[Dovecot] Better to use a single large storage server or multiple smaller for mdbox?

Fri Apr 13 18:31:35 EEST 2012

On 13/04/2012 13:33, Stan Hoeppner wrote:
>> What I meant wasn't the drive throwing uncorrectable read errors but
>> the drives are returning different data that each think is correct or
>> both may have sent the correct data but one of the set got corrupted
>> on the fly. After reading the articles posted, maybe the correct term
>> would be the controller receiving silently corrupted data, say due to
>> bad cable on one.
> This simply can't happen.  What articles are you referring to?  If the
> author is stating what you say above, he simply doesn't know what he's
> talking about.

It quite clearly can??!

Just grab your drive, lever the connector off a little bit until it's a 
bit flaky and off you go?  *THIS* type of problem I have heard of and 
you can find easy examples with a quick google search of any hobbyist 
storage board.  Very common other examples are such problems due to 
failing PSUs and other interference driven examples causing explicit 
disk errors (and once the error rate goes up, some will make it past the 
checksum)

Note this is NOT what I was originally asking about.  My interest is 
more about when the hardware is working reliably and as you agree, the 
error levels are vastly lower.  However, it would be incredibly foolish 
to claim that it's not trivial to construct a scenario where bad 
hardware causes plenty of silent corruption?

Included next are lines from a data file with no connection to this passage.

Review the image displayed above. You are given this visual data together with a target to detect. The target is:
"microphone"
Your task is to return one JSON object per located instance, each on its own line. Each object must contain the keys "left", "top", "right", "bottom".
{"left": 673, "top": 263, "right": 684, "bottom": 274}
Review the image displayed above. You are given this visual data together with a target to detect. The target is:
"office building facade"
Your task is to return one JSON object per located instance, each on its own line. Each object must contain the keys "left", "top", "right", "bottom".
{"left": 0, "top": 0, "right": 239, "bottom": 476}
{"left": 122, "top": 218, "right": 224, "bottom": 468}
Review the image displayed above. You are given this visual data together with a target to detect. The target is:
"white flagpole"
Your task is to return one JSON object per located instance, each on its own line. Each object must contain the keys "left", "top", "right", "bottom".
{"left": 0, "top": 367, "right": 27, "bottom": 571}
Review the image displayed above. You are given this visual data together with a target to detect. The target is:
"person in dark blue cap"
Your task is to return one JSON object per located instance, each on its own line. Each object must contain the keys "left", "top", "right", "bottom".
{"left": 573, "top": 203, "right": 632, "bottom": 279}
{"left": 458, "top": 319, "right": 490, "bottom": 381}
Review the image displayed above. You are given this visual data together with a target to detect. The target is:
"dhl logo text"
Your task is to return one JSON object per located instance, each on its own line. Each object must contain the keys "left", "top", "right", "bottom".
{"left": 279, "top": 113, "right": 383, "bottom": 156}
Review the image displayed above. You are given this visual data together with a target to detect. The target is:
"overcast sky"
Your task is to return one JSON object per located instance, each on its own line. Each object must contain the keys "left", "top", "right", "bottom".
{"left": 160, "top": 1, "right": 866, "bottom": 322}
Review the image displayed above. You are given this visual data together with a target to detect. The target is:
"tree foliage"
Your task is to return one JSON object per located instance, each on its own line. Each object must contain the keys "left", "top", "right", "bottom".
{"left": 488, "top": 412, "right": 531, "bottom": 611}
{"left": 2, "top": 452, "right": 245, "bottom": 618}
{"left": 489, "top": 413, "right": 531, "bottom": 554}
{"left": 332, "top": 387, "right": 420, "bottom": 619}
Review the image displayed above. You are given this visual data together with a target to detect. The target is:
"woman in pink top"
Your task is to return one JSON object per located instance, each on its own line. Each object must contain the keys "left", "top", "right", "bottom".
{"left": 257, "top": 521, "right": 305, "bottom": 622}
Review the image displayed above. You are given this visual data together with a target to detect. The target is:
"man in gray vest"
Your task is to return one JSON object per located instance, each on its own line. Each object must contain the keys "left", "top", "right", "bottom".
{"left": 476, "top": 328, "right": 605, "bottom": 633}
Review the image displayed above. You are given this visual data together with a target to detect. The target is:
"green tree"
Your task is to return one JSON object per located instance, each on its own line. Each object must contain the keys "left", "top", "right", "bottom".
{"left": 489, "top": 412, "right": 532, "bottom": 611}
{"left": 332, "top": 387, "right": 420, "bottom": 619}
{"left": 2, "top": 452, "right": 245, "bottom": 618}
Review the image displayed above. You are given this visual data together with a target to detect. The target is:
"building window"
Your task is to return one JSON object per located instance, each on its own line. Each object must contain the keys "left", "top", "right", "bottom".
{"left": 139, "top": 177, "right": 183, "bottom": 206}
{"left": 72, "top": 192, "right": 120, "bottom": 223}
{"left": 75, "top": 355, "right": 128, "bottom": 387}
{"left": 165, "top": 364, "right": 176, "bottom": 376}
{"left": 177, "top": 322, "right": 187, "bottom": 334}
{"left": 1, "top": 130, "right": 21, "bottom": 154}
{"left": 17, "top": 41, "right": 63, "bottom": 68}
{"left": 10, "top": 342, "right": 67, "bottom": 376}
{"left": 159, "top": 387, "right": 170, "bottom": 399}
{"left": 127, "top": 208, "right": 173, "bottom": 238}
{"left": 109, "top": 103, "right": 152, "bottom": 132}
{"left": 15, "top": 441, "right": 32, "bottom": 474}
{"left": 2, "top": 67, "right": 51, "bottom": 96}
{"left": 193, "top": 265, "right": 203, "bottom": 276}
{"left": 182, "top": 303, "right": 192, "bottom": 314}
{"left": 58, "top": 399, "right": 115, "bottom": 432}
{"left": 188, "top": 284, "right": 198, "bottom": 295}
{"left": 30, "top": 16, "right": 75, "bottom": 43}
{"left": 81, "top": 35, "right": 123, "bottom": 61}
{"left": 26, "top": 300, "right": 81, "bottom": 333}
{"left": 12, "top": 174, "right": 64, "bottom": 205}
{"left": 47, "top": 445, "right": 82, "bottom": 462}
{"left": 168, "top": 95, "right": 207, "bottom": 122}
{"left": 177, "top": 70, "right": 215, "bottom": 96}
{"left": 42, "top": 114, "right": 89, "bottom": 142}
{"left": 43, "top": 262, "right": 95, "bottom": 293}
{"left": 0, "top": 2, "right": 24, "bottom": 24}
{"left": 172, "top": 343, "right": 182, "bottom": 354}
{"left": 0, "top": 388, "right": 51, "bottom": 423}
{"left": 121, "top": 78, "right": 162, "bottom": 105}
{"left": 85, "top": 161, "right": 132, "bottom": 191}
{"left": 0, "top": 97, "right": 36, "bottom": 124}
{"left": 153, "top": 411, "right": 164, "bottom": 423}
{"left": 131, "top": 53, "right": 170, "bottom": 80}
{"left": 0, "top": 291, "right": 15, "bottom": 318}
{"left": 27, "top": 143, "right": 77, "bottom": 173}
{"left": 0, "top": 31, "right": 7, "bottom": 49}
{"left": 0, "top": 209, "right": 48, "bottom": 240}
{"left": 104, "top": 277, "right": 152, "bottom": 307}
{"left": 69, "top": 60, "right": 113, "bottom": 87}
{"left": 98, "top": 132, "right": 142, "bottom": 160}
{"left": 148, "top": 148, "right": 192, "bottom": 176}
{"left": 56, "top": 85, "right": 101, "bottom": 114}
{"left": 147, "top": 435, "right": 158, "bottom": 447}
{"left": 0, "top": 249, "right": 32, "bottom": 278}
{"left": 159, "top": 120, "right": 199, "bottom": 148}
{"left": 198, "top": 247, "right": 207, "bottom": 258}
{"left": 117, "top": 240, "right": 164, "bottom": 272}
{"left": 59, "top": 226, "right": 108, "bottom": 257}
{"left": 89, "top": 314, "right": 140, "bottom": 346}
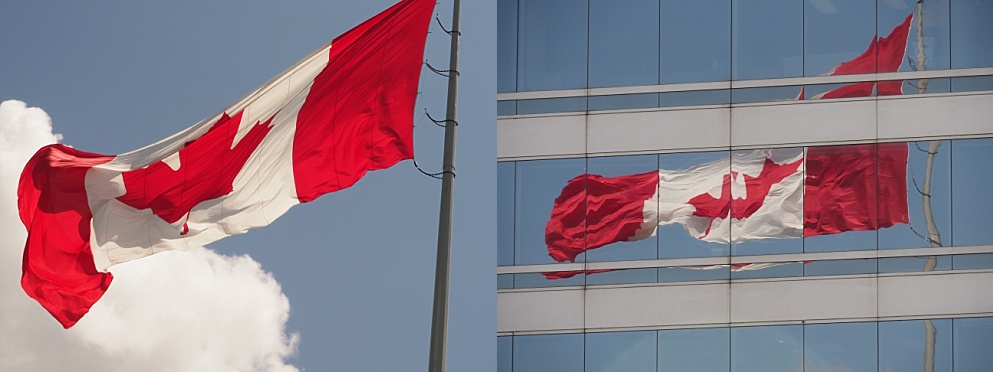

>> If the controller simply returns the fastest result, it could be the
>> bad sector and that doesn't protect the integrity of the data right?
> I already answered this in a previous post.

Not obviously?!

I will also add my understanding that linux software RAID1,5&6 *DO NOT* 
read all disks and hence will not be aware when disks have different 
data.  In fact with software raid you need to run a regular "scrub" job 
to check this consistency.

I also believe that most commodity hardware raid implementations work 
exactly the same way and a background scrub is needed to detect 
inconsistent arrays. However, feel free to correct that understanding?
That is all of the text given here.